Enfermées dans le silence. Jusqu'à il y a peu, ces mères isolées "souffraient en silence. Elles n'arrivaient pas à parler, et elles étaient tellement occupées à nourrir leurs enfants, à chercher un emploi… Elles n'arrivaient pas à crier au secours tellement elles étaient préoccupées à rester dignes pour leur enfant. Heureusement, les 'gilets jaunes' ont permis l'émergence de leur situation", observe Christine Kelly. Il y a quelques semaines, Emma, une "gilet jaune" lorientaise, émouvait les auditeurs d'Europe 1 en racontant son quotidien sur notre antenne. Avec un revenu de 700 euros par mois, elle élève seule sa fille de 7 ans, handicapée. "Je ne vis pas, je survis", lâchait-elle.

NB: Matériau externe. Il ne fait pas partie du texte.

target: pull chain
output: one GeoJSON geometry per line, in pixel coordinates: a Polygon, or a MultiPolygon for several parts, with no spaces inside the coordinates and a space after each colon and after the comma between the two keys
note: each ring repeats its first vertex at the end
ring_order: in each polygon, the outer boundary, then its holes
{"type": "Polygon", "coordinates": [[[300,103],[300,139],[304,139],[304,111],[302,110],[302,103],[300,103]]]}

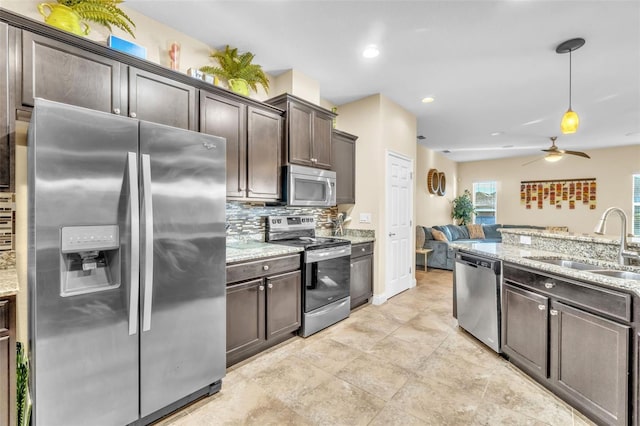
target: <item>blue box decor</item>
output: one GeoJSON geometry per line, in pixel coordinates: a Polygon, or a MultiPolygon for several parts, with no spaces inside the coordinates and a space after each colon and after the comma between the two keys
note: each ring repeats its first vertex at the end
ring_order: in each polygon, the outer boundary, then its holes
{"type": "Polygon", "coordinates": [[[114,35],[110,35],[107,39],[107,46],[114,50],[119,50],[121,52],[128,53],[129,55],[137,56],[138,58],[147,59],[147,49],[145,47],[114,35]]]}

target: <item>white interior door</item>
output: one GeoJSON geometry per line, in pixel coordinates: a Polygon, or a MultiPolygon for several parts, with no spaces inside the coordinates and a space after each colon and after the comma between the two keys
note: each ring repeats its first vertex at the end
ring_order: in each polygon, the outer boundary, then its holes
{"type": "Polygon", "coordinates": [[[413,162],[387,152],[387,298],[411,286],[411,217],[413,215],[413,162]]]}

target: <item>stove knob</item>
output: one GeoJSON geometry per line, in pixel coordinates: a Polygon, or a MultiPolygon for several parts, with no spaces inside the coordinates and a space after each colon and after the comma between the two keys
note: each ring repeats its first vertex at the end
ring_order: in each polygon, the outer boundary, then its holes
{"type": "Polygon", "coordinates": [[[268,271],[268,270],[269,270],[269,265],[264,265],[264,266],[262,266],[262,270],[263,270],[263,271],[268,271]]]}

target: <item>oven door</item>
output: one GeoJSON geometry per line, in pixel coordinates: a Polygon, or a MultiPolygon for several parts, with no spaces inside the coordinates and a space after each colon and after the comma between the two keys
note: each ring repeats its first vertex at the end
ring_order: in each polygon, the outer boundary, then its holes
{"type": "MultiPolygon", "coordinates": [[[[304,265],[304,312],[311,312],[349,296],[351,281],[351,246],[341,249],[345,254],[326,260],[308,261],[304,265]]],[[[318,255],[322,256],[321,253],[318,255]]],[[[312,253],[312,256],[315,256],[312,253]]]]}

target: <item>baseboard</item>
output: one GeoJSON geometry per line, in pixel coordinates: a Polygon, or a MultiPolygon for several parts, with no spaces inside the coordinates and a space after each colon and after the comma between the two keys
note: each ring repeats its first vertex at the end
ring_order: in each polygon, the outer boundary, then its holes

Faire payer les pensions alimentaires. Pour que de telles situations n'existent plus, Christine Kelly conseille d'abord à ces mères de "parler". "Ça n'a l'air de rien, mais c'est capital", assure-t-elle. Le second point confère aux pouvoirs publics. "Il faut vraiment s'arrêter sur leurs cas, enlever les clichés et trouver des solutions. Lorsque des pensions alimentaires ne sont pas payées, ce sont des jugements qui ne sont pas exécutés, ce n'est pas normal", considère la présidente de l'association K d'urgence. "On ne le sait pas, mais les huissiers de justice peuvent gratuitement aller récupérer les pensions alimentaires", précise-t-elle justement.

Une rencontre avec Brigitte Macron. Après cette journée de "grand débat" jeudi, Christine Kelly emmènera le 3 avril des familles monoparentales rencontrer Brigitte Macron, pour évoquer cette question cruciale des pensions alimentaires. Avec l'espoir que la Première dame en touche un mot au président. 

"Ça m'arrive de ne pas manger"

Aurore, 35 ans, élève seule ses trois enfants. Elle travaille comme assistante administrative dans un hôpital, et touche 2.000 euros par mois. Une pension alimentaire de 100 euros par mois et par enfant lui est versé. Malgré cela, elle n'arrive pas à joindre les deux bouts sans faire de nombreux sacrifices. "C'est très compliqué psychologiquement, à la limite de la dépression parfois. Je ne dors pas de la nuit car je n'arrête pas de cogiter pour savoir comment ça va se passer", témoigne-t-elle au micro d'Europe 1.

"Je viens de rentrer mon argent et je n'ai déjà plus rien. Je culpabilise de me dire que mes enfants n'ont peut-être pas tout ce qu'il faut. C'est eux d'abord, et moi après. D'ailleurs, ça m'arrive de ne pas manger", confie Aurore. Au quotidien, la mère de famille a appris à faire avec "le système D", la course aux promotions et l'achat de produits en gros volume, pour réduire les coûts. Les loisirs sont, dans ce contexte, rarissimes. "Le cinéma, on ne peut pas. On est quatre, donc ça fait tout de suite 40 euros", calcule-t-elle. "Je suis toute seule pour gérer ça, et il faut que j'avance."